The core of the authors' approach is a neural radiance field that disentangles spatial and temporal information for dynamic entities in a scene. Each entity is described using a continuous function that accounts for its location, deformation, and appearance over time. This is achieved through two modules: a space-time deform module and a neural radiance module. The deform module encodes temporal motion, allowing points sampled from various times and viewpoints to be deformed into a canonical space, while the radiance module records geometry and color, facilitating view-dependent effects across complex dynamic scenes.
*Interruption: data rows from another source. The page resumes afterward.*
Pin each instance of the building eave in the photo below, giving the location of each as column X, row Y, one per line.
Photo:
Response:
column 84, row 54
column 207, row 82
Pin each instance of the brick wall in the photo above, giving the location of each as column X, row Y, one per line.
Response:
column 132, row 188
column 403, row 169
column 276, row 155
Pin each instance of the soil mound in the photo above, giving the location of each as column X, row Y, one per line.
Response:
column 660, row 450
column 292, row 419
Scene Composition and Object-Aware Rendering

A unique aspect of this approach is the object-aware volume rendering technique, which enables the independent manipulation and seamless composition of different neural layers. This rendering strategy divides scene components into discrete segments, allowing for accurate reconstruction and rendering of both occluded and visible layers with realistic blending. This makes it possible to generate free-viewpoint videos with editable components—a capability unavailable in traditional image-based rendering approaches.

Neural Scene Editing

The rich feature set of neural editing enabled by ST-NeRF includes spatial transformation, temporal retiming, object insertion and removal, and transparency adjustment. This allows not only for visual effects such as movement and duplication but also depth-aware rendering for realistic visual outputs. These edits are achieved through direct manipulation of a layer's spatial position and timing during inference, without the need for additional processing or data outside of the initial capture set.

Results and Implications

The results demonstrate the effectiveness of this methodology in producing high-quality, photo-realistic, editable free-viewpoint videos with applications ranging from VR/AR experiences to entertainment and gaming. The ability to produce editable scenes from a sparse setup indicates significant potential for shifts in production paradigms, leaning towards less resource-intensive setups without compromising quality. Furthermore, these techniques support innovations in how dynamic scenes undergo post-production edits, presenting opportunities for innovation in visual media and content creation.

Future Directions

Future research may address some current limitations, such as extending applicability across a wider range of dynamic entities and improving appearance modeling for scenarios affected by extreme lighting conditions. Additionally, further reduction in required camera arrays might be possible through advancements in neural rendering algorithms that better interpolate missing data or through the integration of pre-scanned environmental contexts as initial proxies. Exploring non-rigid manipulation of entities, as well as leveraging advanced human motion models such as SMPL, could also enhance the technique’s versatility.

In conclusion, the effectiveness and potential practical applications of layered neural representations in free-viewpoint video production demonstrate substantial progress in neural rendering technology, promising transformative impacts on dynamic scene modeling and interactive media creation.